Lüleburgaz Şehitliği

Lüleburgaz’da görülmesi gerekenler arasında en önemli yerlerden biri de Lüleburgaz Şehitliği’dir. Şehitlik, farklı görevlerde ve yerlerde şehit olan askerler anısına 1973 yılında yapılmıştır. Lüleburgaz Edirne Bayırı çıkışında, sağda bulunur. Ulaşımı kolaydır. Alan içinde şehit mezarlığının yanı sıra bir de anıt yer alır. Anıt mezarlığın hemen içindedir.

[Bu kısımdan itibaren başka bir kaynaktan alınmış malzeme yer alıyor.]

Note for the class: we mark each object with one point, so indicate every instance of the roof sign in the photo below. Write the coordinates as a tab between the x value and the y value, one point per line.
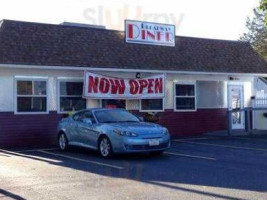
149	33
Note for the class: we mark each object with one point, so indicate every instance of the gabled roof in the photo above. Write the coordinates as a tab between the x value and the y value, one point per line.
58	45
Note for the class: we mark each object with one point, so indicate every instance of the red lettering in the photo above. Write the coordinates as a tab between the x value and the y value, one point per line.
159	36
143	84
158	85
134	86
104	85
93	84
150	35
117	86
143	34
130	31
150	85
167	36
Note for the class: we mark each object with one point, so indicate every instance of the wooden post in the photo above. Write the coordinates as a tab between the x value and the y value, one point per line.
229	123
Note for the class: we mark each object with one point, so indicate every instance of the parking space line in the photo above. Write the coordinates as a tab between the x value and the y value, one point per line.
201	138
14	153
83	160
190	156
223	146
33	150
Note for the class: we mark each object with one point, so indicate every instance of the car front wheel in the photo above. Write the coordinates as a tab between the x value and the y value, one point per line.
62	142
105	147
156	153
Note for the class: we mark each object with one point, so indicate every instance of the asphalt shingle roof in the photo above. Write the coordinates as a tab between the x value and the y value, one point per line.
57	45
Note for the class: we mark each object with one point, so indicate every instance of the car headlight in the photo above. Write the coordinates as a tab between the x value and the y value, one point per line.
165	131
125	133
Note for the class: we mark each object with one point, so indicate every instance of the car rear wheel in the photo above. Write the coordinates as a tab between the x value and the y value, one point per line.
105	148
62	142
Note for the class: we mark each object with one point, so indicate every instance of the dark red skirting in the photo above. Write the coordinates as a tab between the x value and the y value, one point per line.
32	130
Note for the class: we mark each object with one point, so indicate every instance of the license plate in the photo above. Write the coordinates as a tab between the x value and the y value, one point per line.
153	142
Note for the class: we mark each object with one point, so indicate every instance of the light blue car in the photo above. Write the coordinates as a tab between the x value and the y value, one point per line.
112	131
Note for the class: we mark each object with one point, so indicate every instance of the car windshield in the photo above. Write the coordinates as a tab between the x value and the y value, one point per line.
113	116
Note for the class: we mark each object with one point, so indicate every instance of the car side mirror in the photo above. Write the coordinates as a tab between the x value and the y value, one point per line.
87	121
141	119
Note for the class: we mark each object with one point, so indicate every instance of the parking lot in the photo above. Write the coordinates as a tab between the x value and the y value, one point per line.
195	168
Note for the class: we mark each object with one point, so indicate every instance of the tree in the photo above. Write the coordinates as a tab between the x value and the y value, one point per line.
257	32
263	7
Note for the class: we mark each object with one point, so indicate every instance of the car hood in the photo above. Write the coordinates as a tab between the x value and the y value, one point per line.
142	128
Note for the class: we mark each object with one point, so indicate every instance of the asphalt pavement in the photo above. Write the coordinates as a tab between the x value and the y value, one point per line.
195	168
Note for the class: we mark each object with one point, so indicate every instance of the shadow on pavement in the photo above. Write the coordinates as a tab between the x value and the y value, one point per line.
10	195
166	171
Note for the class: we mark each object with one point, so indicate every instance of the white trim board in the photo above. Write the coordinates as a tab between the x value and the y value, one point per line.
115	69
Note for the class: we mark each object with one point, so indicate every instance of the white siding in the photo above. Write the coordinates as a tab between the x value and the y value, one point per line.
7	86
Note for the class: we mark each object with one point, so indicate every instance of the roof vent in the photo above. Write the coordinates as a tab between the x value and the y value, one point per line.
82	25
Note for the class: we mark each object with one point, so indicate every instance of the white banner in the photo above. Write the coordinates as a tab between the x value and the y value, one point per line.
104	87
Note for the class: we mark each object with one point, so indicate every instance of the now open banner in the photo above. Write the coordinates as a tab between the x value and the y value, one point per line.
105	87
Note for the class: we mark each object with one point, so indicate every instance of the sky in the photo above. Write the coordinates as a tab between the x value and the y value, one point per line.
195	18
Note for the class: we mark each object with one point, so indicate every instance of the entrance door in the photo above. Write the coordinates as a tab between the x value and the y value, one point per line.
235	101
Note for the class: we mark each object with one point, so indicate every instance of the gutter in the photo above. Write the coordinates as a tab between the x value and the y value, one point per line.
125	70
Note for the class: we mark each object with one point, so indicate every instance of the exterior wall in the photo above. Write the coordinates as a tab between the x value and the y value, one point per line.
211	113
28	130
260	122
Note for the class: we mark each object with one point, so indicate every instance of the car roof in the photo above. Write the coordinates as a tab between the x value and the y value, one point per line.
99	109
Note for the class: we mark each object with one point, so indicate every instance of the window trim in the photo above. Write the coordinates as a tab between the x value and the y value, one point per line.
126	103
162	110
29	78
66	79
175	96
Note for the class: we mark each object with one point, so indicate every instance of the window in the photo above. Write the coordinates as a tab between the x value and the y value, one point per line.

Anıtın çevresi bakımlı ve özenlidir. Şehitlikteki üç süngü Kara, Deniz ve Hava Kuvvetleri’ni; çanak içindeki ay ve yıldız ise Lüleburgaz halkını sembolize etmektedir. Şehitlik; şehit mezarlığı ve bu mezarlık içerisinde yer alan bir anıttan oluşmaktadır. Anıt; Kara, Deniz ve Hava Kuvvetlerimizi sembolize eden, üç süngü ve Lüleburgaz Halkını sembolize eden bir çanak biçiminde göğe yükselmektedir.